Online privacy campaigners filed fresh complaints against social media giant TikTok and two other Chinese-owned companies on Thursday, saying they had failed to comply with data access requests.
Prominent Austria-based privacy campaign group Noyb (None of Your Business) already filed complaints against the three and another three Chinese-owned companies in January, accusing them of "unlawfully" sending Europeans' personal data to China.
While Shein, Temu and Xiaomi provided the complainants with additional information, TikTok, AliExpress and WeChat "continued to violate" the EU's landmark General Data Protection Regulation (GDPR), Noyb said.
Noyb said it filed the fresh complaints against TikTok with data protection authorities in Greece, against AliExpress in Belgium and against WeChat in the Netherlands to order them to fulfil the access requests and fine them.
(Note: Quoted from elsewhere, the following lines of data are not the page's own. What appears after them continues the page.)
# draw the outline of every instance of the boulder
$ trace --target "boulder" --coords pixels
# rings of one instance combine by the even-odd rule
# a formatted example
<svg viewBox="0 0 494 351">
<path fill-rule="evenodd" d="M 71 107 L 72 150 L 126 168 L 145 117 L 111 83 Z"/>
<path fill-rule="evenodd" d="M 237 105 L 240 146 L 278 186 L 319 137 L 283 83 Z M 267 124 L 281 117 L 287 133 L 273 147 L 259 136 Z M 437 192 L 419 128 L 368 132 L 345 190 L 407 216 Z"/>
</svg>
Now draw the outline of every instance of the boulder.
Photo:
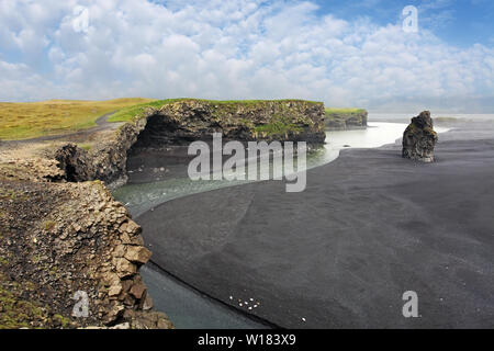
<svg viewBox="0 0 494 351">
<path fill-rule="evenodd" d="M 438 140 L 429 111 L 412 118 L 403 134 L 402 156 L 422 162 L 434 162 L 434 147 Z"/>
</svg>

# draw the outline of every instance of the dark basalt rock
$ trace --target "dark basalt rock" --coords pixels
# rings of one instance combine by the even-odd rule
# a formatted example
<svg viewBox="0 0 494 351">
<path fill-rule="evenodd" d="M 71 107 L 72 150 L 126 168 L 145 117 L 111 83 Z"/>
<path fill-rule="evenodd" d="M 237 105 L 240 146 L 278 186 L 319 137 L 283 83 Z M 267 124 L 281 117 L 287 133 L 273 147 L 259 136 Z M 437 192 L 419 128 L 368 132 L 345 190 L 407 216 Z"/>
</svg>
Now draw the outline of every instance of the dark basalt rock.
<svg viewBox="0 0 494 351">
<path fill-rule="evenodd" d="M 422 162 L 434 162 L 434 147 L 438 140 L 429 111 L 412 118 L 403 134 L 402 156 Z"/>
</svg>

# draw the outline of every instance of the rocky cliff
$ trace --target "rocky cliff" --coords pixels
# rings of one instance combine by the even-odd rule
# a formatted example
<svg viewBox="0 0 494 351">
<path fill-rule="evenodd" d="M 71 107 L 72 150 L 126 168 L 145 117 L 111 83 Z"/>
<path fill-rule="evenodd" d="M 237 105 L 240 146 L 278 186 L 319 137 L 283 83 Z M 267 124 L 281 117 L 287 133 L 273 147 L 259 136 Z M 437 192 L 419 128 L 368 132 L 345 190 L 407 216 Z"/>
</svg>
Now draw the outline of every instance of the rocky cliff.
<svg viewBox="0 0 494 351">
<path fill-rule="evenodd" d="M 0 168 L 0 327 L 172 327 L 138 273 L 141 228 L 103 183 L 12 176 Z"/>
<path fill-rule="evenodd" d="M 225 140 L 324 143 L 324 104 L 300 100 L 183 100 L 148 111 L 137 147 L 183 145 L 222 133 Z"/>
<path fill-rule="evenodd" d="M 327 109 L 325 126 L 329 131 L 345 131 L 367 127 L 368 112 L 358 109 Z"/>
<path fill-rule="evenodd" d="M 433 118 L 429 111 L 422 112 L 412 118 L 412 123 L 403 134 L 404 158 L 422 162 L 434 162 L 434 148 L 438 141 L 437 133 L 434 131 Z"/>
<path fill-rule="evenodd" d="M 209 101 L 181 99 L 144 109 L 116 133 L 104 136 L 89 151 L 77 145 L 50 155 L 68 181 L 102 180 L 111 188 L 125 183 L 131 148 L 161 148 L 207 140 L 213 133 L 223 139 L 292 140 L 324 143 L 324 104 L 302 100 Z"/>
<path fill-rule="evenodd" d="M 207 139 L 324 141 L 324 105 L 180 100 L 76 143 L 0 148 L 0 327 L 171 328 L 151 310 L 139 267 L 151 252 L 108 186 L 132 147 Z M 75 313 L 86 298 L 87 316 Z"/>
</svg>

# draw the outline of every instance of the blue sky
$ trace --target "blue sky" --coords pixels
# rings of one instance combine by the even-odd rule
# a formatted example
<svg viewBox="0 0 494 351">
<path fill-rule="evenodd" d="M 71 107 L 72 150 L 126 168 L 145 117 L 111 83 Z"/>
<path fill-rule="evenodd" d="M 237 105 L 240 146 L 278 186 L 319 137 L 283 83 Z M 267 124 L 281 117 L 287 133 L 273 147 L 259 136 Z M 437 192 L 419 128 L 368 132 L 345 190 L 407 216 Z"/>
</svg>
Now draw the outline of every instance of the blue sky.
<svg viewBox="0 0 494 351">
<path fill-rule="evenodd" d="M 494 1 L 492 0 L 317 0 L 319 14 L 333 13 L 351 21 L 367 16 L 378 24 L 401 21 L 406 5 L 418 9 L 420 26 L 450 44 L 468 47 L 475 43 L 493 45 Z"/>
<path fill-rule="evenodd" d="M 418 11 L 418 32 L 402 10 Z M 302 98 L 494 113 L 492 0 L 0 0 L 0 101 Z"/>
</svg>

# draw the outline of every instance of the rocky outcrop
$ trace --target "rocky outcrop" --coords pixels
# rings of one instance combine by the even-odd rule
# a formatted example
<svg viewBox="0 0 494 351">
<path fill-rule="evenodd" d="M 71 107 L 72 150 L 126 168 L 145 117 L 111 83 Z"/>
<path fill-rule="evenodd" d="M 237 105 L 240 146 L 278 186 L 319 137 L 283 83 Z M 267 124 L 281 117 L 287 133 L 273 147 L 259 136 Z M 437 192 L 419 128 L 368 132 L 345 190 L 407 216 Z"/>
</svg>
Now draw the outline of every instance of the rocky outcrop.
<svg viewBox="0 0 494 351">
<path fill-rule="evenodd" d="M 0 327 L 171 328 L 150 310 L 139 275 L 151 256 L 141 227 L 106 188 L 126 181 L 134 145 L 159 148 L 214 132 L 224 139 L 323 143 L 324 105 L 181 100 L 99 132 L 89 150 L 65 143 L 43 155 L 0 155 Z M 74 313 L 81 292 L 85 317 Z"/>
<path fill-rule="evenodd" d="M 326 110 L 325 126 L 329 131 L 359 129 L 367 127 L 366 110 Z"/>
<path fill-rule="evenodd" d="M 292 140 L 324 143 L 324 104 L 301 100 L 220 102 L 184 99 L 148 107 L 133 122 L 101 137 L 89 151 L 76 144 L 49 158 L 59 162 L 66 181 L 101 180 L 110 188 L 126 182 L 131 148 L 162 148 L 209 140 Z"/>
<path fill-rule="evenodd" d="M 172 327 L 150 312 L 141 227 L 103 183 L 0 177 L 0 326 Z M 78 298 L 88 314 L 77 314 Z"/>
<path fill-rule="evenodd" d="M 438 140 L 429 111 L 412 118 L 403 134 L 403 157 L 422 162 L 434 162 L 434 147 Z"/>
<path fill-rule="evenodd" d="M 149 113 L 136 147 L 184 145 L 211 139 L 324 143 L 324 104 L 310 101 L 220 102 L 183 100 Z"/>
</svg>

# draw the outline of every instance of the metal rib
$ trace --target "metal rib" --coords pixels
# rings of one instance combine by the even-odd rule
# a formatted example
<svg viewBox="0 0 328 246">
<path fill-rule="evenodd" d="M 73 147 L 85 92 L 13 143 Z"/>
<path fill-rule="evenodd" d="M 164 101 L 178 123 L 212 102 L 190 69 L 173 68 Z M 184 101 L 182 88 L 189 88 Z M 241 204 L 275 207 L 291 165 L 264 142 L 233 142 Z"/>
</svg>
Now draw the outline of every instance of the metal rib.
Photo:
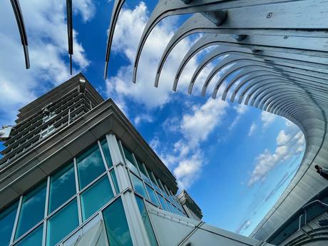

"All three tech companies have failed to comply with access requests... This makes it impossible for European users to exercise their fundamental right to privacy, to find out how their personal data is being processed," Noyb said.
TikTok only provided part of the complainant's data "in an unstructured form that was impossible to understand", Noyb said.
TikTok did not immediately respond to an AFP request for comment.
Last week, Beijing denied asking firms to "illegally" collect and store users' personal information after an investigation was opened into its European operations.
TikTok was fined 530 million euros ($610 million) in May by Ireland's Data Protection Commission over sending personal data to China, although the Chinese social media giant had insisted this data was only accessed remotely.
Ireland's DPC is the lead regulator in the EU for TikTok as the company has its European headquarters in the country.
The social media giant has been in the crosshairs of Western governments for years over fears that personal data could be used by China for espionage or propaganda purposes.
Noyb has launched several legal cases against US technology giants such as Meta and Google, often prompting action from regulatory authorities over violations of the GDPR.
"Chinese apps are even worse than US providers," Noyb said on Thursday.
Noyb began working in 2018 with the advent of the GDPR.